Mr. Roberti was featured in the book Firing Back by Jeff Sonnenfeld and Andrew Ward, and James Shein’s book, “Reversing the Slide: A Strategic Guide to Turnarounds.“ He is also featured in a recent book published by Harvard Education Press and edited by two leading experts in education reform, Donald R. McAdams and Dan Katzir, “The Redesign of Urban School Systems“.
He has appeared on nationally syndicated TV programs, including The Jim Lehrer News Hour, about his turnaround work in the public sector.
Joe Vroman is originally from Rock Island Illinois and entered the U. S. Army right out of high school in 1982. He spent a 22 year career in the military with the first 6 years in Field Artillery and the remaining 16 years as a Military Policeman. During his time as a Military Police Officer, Joe served one tour as a Drill Instructor and another as an Army recruiter where he gained his initial passion for recruiting.

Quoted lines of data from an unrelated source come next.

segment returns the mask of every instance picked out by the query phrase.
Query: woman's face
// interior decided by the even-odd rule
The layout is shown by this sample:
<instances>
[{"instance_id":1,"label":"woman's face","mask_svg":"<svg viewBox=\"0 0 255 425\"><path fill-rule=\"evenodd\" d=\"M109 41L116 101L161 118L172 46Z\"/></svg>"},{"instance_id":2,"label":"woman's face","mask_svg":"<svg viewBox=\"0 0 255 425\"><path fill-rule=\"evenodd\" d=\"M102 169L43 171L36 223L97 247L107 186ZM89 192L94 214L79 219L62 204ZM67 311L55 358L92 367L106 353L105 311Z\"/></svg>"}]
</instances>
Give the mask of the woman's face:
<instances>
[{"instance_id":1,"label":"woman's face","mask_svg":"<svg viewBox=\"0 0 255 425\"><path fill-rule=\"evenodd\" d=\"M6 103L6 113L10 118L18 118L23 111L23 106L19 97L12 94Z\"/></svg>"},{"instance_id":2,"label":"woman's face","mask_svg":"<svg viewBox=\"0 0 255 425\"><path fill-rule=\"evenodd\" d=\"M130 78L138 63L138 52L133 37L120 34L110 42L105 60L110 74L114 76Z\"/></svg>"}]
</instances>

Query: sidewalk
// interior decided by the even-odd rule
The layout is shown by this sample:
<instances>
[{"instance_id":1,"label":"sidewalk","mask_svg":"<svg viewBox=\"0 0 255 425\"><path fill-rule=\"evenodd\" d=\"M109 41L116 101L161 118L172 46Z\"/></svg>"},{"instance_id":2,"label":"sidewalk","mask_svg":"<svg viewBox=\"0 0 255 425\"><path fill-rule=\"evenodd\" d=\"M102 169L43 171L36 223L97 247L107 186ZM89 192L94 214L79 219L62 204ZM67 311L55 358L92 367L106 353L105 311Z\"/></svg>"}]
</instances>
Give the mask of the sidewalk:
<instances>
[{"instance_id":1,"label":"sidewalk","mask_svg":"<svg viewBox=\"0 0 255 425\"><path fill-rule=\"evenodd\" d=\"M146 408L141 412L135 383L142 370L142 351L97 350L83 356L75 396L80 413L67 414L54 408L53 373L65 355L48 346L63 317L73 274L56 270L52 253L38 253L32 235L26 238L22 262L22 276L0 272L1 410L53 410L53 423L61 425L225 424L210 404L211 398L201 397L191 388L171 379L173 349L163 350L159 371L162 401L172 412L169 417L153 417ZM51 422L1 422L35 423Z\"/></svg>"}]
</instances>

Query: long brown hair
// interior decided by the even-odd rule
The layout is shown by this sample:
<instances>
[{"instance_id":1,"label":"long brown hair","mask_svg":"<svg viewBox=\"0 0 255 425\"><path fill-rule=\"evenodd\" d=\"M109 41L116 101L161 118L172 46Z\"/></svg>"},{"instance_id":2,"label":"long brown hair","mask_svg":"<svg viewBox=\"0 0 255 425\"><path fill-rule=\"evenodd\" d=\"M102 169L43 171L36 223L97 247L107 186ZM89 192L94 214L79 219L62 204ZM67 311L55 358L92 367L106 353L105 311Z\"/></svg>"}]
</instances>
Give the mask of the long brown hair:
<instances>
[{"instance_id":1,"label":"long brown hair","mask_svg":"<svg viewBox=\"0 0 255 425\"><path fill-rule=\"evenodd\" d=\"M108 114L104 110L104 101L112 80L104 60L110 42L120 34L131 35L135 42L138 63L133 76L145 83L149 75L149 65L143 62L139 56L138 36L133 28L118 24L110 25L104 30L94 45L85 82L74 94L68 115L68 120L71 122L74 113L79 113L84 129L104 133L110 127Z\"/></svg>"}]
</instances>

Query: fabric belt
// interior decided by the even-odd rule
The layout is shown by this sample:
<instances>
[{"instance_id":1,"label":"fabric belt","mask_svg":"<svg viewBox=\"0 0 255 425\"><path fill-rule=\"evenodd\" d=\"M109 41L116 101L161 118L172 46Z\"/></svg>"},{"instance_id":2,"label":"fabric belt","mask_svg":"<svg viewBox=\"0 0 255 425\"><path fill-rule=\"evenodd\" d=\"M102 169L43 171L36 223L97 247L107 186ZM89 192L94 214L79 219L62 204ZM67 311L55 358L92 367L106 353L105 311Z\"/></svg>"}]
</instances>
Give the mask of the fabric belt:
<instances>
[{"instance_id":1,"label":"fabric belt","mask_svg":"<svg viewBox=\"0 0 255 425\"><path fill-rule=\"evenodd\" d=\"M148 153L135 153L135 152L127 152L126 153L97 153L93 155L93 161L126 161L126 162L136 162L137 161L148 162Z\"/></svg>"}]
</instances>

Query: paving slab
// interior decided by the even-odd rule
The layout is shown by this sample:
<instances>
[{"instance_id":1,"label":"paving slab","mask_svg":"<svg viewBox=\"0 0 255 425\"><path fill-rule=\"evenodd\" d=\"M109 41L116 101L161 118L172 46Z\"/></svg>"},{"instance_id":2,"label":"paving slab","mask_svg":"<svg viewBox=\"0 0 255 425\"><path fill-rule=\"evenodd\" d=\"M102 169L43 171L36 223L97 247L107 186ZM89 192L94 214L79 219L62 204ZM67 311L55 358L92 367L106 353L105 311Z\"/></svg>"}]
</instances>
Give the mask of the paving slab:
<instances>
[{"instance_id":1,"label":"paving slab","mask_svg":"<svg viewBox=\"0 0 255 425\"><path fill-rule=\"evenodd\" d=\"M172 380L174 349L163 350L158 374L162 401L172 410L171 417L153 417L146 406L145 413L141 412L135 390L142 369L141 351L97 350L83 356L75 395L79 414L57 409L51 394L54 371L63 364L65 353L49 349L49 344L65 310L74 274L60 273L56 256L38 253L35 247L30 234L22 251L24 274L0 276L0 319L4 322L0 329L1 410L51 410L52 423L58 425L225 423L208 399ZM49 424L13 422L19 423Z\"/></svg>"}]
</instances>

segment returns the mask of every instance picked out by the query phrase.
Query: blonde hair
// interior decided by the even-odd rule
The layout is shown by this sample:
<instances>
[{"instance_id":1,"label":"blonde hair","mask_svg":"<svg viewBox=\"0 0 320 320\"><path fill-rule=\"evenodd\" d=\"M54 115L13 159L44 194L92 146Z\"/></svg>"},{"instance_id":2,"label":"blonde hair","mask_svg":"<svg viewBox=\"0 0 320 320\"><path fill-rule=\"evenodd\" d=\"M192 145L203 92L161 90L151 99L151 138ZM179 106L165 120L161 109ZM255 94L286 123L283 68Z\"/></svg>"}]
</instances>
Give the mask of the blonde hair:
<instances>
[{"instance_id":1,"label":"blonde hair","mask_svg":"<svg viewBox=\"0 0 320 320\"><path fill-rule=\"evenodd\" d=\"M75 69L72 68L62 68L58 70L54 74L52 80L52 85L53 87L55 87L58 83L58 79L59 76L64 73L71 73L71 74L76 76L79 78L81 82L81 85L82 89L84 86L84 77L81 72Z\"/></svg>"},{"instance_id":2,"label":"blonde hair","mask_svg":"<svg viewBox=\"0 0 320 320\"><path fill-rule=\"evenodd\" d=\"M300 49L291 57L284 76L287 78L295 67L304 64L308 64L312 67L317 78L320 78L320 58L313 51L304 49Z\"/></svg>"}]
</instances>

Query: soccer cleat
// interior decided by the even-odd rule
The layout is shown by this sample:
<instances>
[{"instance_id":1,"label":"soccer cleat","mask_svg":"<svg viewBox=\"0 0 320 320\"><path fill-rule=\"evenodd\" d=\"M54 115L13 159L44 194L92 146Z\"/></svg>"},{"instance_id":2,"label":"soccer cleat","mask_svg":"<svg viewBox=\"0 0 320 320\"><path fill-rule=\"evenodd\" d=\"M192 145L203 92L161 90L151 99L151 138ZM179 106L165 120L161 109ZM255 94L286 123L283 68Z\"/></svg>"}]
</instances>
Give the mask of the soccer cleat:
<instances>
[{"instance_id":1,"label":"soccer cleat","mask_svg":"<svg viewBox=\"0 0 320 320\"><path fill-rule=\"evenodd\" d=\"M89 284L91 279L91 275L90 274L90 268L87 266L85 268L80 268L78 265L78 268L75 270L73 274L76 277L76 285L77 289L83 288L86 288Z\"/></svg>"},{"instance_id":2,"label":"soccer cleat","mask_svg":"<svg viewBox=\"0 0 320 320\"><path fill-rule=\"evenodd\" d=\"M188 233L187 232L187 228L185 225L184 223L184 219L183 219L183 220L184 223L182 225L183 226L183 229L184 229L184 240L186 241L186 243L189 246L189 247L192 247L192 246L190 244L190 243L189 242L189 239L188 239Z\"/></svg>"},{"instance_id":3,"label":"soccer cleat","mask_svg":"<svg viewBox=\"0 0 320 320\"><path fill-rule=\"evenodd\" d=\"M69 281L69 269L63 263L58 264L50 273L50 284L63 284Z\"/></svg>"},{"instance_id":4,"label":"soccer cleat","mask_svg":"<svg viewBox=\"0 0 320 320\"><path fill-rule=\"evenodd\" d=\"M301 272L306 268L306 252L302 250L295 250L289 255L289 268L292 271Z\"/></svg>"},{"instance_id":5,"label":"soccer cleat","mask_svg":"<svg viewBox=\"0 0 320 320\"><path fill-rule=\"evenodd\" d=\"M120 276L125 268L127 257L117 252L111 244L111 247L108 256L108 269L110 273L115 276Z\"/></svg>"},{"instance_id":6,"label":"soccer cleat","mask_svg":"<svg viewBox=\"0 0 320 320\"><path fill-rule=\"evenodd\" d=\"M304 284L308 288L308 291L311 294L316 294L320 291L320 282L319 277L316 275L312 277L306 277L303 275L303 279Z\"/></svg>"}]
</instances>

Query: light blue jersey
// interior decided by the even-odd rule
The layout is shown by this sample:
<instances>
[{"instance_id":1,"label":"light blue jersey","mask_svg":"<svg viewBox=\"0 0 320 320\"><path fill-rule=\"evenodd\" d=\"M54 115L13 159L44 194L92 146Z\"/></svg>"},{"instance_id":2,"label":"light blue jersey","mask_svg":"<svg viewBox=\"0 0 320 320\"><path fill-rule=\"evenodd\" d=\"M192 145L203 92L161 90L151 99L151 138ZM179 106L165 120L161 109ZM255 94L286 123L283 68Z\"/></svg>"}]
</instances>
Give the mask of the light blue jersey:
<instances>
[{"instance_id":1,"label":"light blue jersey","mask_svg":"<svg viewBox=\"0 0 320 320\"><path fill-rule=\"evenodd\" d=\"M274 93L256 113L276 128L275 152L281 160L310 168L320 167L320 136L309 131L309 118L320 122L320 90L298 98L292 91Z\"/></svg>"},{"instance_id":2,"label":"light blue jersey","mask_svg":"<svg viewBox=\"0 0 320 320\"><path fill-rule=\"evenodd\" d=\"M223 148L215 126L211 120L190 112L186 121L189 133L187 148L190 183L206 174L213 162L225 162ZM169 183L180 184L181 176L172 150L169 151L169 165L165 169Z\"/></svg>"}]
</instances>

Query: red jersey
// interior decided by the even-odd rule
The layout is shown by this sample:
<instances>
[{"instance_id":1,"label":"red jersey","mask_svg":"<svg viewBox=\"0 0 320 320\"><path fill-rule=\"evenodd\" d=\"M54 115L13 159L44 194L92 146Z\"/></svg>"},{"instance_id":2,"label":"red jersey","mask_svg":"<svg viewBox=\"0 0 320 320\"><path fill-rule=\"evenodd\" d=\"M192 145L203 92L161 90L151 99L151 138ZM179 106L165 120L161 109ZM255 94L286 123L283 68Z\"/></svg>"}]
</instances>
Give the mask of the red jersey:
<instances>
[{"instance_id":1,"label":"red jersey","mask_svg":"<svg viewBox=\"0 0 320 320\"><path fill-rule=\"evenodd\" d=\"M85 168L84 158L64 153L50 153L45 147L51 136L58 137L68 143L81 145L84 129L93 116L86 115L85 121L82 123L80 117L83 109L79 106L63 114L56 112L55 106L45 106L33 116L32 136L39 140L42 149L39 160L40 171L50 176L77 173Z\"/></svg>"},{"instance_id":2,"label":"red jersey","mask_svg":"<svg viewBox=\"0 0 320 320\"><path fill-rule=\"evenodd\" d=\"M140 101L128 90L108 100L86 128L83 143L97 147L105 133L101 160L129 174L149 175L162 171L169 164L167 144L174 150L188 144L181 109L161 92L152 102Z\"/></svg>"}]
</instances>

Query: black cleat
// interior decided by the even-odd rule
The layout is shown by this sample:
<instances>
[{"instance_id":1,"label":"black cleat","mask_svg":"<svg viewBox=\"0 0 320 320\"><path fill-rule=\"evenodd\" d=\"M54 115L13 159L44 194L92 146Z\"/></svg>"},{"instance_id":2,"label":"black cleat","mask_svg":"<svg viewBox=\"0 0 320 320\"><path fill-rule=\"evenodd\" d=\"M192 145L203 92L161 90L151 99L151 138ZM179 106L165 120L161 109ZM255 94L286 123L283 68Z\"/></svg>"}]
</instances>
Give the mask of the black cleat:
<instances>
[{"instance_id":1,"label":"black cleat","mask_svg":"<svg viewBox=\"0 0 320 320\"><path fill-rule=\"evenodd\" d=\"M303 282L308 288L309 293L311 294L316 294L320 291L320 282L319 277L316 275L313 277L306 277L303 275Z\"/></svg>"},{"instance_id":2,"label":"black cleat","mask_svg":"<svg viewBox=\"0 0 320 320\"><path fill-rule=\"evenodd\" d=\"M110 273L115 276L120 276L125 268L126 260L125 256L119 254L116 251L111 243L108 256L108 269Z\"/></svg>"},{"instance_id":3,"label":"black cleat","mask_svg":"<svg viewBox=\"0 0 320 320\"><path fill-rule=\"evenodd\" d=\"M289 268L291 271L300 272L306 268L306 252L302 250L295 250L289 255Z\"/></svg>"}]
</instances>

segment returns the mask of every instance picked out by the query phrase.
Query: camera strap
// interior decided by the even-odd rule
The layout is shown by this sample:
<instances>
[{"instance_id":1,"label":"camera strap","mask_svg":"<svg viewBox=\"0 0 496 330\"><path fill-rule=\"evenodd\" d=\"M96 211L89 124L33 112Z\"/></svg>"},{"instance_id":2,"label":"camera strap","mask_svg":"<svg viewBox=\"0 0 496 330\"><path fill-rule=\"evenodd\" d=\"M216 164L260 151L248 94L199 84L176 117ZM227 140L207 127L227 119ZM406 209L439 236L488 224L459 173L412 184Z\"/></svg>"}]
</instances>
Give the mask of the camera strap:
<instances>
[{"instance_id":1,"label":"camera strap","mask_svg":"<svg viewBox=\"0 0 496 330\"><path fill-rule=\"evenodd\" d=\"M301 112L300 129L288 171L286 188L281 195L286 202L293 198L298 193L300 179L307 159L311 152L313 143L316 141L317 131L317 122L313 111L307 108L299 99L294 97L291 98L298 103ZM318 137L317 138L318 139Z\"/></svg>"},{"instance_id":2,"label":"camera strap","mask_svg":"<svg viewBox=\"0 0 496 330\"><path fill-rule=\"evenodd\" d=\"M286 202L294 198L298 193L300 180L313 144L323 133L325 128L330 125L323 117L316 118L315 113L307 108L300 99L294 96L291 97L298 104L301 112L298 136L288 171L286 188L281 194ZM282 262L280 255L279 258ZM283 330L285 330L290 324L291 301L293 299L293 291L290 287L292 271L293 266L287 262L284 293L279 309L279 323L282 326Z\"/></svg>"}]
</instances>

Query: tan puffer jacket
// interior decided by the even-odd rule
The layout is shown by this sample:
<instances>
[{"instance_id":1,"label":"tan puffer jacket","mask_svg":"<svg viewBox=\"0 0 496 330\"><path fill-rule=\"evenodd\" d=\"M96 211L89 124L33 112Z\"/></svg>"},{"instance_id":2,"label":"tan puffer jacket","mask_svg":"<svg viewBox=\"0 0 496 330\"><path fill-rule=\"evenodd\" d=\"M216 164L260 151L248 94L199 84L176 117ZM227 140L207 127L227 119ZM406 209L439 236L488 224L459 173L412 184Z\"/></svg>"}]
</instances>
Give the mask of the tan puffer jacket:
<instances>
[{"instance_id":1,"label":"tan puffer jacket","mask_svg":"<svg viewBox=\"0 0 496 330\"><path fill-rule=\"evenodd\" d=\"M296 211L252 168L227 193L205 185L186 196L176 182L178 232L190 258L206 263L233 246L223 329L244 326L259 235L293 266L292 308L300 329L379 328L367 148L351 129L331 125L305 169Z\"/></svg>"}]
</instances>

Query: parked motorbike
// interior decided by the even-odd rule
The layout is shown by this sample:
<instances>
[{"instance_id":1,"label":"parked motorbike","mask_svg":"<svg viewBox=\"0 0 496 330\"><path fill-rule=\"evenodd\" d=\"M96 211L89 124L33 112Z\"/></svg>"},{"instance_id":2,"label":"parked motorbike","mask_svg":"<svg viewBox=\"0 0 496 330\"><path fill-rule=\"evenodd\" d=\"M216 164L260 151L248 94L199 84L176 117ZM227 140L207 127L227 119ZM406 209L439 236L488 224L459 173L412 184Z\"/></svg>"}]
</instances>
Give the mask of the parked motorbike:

Immediately following his retirement from the U. S. Army, Joe began working for a national recruiting firm that focused on hiring veterans into the civilian job sector. This experience is what solidified Joe’s love for helping veterans of all branches in their quest for civilian post military employment. Joe has spent many years coaching veterans on how to write resumes, interview for jobs, negotiate compensation packages and navigate the sometimes murky waters of seeking a civilian career opportunity.
In 2011, Macy’s corporate HQ’s, located in downtown Cincinnati, Ohio reached out to Joe and asked if he’d be willing to come on board and help start a military hiring initiative aimed at placing veterans into the many job openings within this fortune 500 company. Today, Joe is the Director of Executive Recruiting and Military Initiatives for Macy’s Inc. and continues to advocate for veteran hiring initiatives both in his own company, and through partnerships with many external organizations.
Joe has been married for 30 years to his high school sweetheart, Carol. They have three grown children; all boys. The oldest went into the U.S. Navy, the middle son went into the U.S. Marine Corps, and the youngest son went into the U.S. Army. The Vroman’s are very proud of their military heritage and continue to seek ways to serve their country and military veterans.
With over 35 years of corporate communications experience, Melissa provides strategic marketing communications, investor relations, media relations, corporate counseling, community relations and crisis communications for public and private companies and non-profit organizations consistent with their business objectives.
For the Kerson Partners Veterans Initiative, Melissa will develop marketing communications activities–including broad-based media relations and direct communications with military institutions to attract veterans, and through retail industry-specific activities to recruit industry partners.
A significant part of her work over the years has been with retail and retail-related businesses. Her clients include: LIM College, which is exclusively focused on the business of fashion; a specialty retail and consumer products restructuring and turnaround consultancy; the former President of a NY-headquartered department store; a consultant in the direct to consumer market and California Baby. She also handled all the communications for the launch of The Jay H. Baker Retailing Initiative (now Center) at the Wharton School of the University of Pennsylvania and the bankruptcies of Wilkes Bashford and Loehmann’s.